If it’s a struggle to get into the ‘Now’, then meditation can help.   Above I’ve described quite a few popular activities that combine with mindfulness, but notice I didn’t specifically mention relaxation as that can cause us to let our thoughts drift and before we know it we are daydreaming and thinking of past or future plans – anything but the present.  Sometimes that can be nice to do, but meditation like mindfulness requires us to be completely in the Now. 

So Mindfulness encourages us to focus on the NOW and the more we do that, the more we can live in the present without worrying, so it reduces unnecessary stress and worry over things in the past or future we have little or no control over.

Then why is everyone banging on about Meditation?

Meditation encourages us to channel our energy into our physical presence and away from our head, so that we are in a state of thoughtless awareness.  It is like letting our mind drift from our brains which carry out our cerebral activities into our physical state of being which is our essence.  It encourages us to sense who we are beyond our thoughts and allows us to develop a sense of who we are as a physical entity, one that is an entity of life and energy.  I find it makes me feel weightless and with practice you feel the energetic field and the vibrational forces that we are, with more advanced stages allowing us to feel light, see light and sense the connectedness with everyone and everything.  But for now lets focus on recharging and relaxation.
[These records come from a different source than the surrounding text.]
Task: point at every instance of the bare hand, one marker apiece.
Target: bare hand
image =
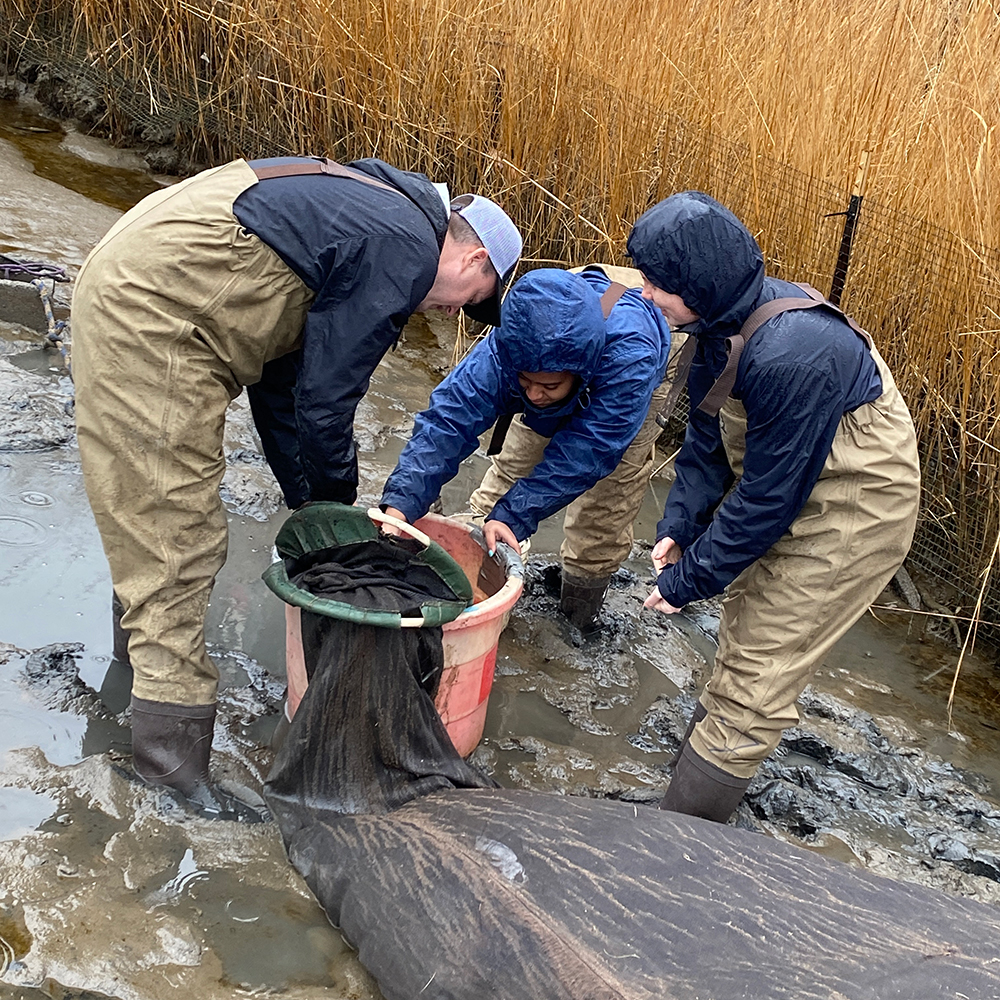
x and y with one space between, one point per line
657 602
497 531
391 529
666 552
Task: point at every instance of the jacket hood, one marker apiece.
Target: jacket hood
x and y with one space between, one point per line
417 187
551 321
691 246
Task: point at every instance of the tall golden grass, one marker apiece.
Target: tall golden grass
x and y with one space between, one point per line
578 116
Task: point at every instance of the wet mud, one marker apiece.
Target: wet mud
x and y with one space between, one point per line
109 889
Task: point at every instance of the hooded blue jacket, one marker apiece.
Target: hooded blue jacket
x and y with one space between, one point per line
370 257
798 375
552 322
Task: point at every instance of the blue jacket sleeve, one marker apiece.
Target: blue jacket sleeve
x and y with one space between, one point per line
461 408
587 449
370 292
792 415
702 470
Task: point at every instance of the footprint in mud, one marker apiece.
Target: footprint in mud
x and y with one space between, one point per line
16 530
35 499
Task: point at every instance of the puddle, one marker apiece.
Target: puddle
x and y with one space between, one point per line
22 811
73 160
175 907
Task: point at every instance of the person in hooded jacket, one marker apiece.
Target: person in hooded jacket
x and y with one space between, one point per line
797 501
585 392
292 276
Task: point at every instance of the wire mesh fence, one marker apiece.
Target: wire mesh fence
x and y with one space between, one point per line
930 299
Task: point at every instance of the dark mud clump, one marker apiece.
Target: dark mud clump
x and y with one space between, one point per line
850 786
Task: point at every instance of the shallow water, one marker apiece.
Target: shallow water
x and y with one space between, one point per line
107 887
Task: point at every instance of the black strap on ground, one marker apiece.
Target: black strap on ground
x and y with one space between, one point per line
320 165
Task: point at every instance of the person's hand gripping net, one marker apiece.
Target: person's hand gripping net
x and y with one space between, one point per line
493 531
665 552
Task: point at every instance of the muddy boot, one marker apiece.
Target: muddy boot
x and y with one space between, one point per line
700 712
171 745
699 788
581 600
120 635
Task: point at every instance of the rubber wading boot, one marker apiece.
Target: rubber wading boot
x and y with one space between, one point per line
581 600
700 712
699 788
120 634
171 745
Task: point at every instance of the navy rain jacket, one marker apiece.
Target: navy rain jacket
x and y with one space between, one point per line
552 322
798 375
370 256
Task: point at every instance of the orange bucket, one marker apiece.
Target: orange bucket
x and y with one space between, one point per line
469 643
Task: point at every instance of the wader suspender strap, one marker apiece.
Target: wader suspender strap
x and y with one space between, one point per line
684 359
723 387
320 165
611 295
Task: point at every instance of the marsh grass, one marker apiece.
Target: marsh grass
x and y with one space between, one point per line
578 116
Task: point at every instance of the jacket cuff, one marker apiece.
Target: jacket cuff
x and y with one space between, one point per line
684 533
520 528
665 585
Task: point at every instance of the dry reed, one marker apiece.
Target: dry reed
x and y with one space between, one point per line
577 117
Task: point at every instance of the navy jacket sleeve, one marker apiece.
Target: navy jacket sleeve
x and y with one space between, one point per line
702 470
461 408
355 318
793 411
588 448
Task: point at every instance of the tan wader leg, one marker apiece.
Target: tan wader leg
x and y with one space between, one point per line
598 526
783 614
522 451
176 308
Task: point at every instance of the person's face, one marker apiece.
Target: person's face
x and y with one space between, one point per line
545 388
463 277
672 306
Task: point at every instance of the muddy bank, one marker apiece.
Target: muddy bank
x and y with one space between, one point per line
107 889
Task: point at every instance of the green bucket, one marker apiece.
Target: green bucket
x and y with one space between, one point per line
326 525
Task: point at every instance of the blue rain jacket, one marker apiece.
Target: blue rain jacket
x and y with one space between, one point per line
551 322
798 375
370 257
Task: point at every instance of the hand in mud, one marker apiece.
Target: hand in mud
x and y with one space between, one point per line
666 552
391 529
658 603
497 531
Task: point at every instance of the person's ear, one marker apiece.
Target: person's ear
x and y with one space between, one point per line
478 257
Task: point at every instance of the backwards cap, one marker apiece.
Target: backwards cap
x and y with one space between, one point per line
502 242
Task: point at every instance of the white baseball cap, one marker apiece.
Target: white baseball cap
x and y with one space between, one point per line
502 242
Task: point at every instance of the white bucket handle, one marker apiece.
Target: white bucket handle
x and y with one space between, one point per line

This is achieved using breath work to focus us away from our heads into our body.  When we breathe our life-force oxygen, we feel our body respond by being charged up. The more we focus on this physical response whilst stepping away from the thoughts in our heads the more our mind has a chance to recharge.  You know when you charge your phone it charges better when it’s switched off – our minds are just the same.

So why is the mainstream in  ‘The west’ only now waking up to the benefits of meditation?

As you will know, many cultures have integrated meditation with prayer as part of their spiritual practice for thousands of years. So in the West our ritual was prayer, but that is not to say that early cultures spent much time in meditative reflection looking at the landscape, the sea, the stars and the fire.  It was possibly something that was taken for granted.

Nowadays the realisation that meditation has benefits for mental health and healing is so compelling, that it makes sense to integrate it with mindfulness, so as not to limit it to religious and prayer ritual.  The benefits of Mindfulness and Meditation are increasingly evidenced by experts in mental health and anecdotes from people with varying levels of depression and/or anxiety.  Both practices can work independently but combine powerfully to help in times of trauma, anxiety and depression.

When I was learning the benefits of meditation, one of the most memorable moments was learning that if you have trouble sleeping, an hour’s session of meditation though awake, can compensate for loss of sleep.  And even better, you only need one good night’s sleep to catch up on several nights and weeks of disturbed sleep.  Both nuggets of info helped me relax and then suddenly I started sleeping better.

You can choose your own route to learning meditation, such as reading, watching videos, classes and practice.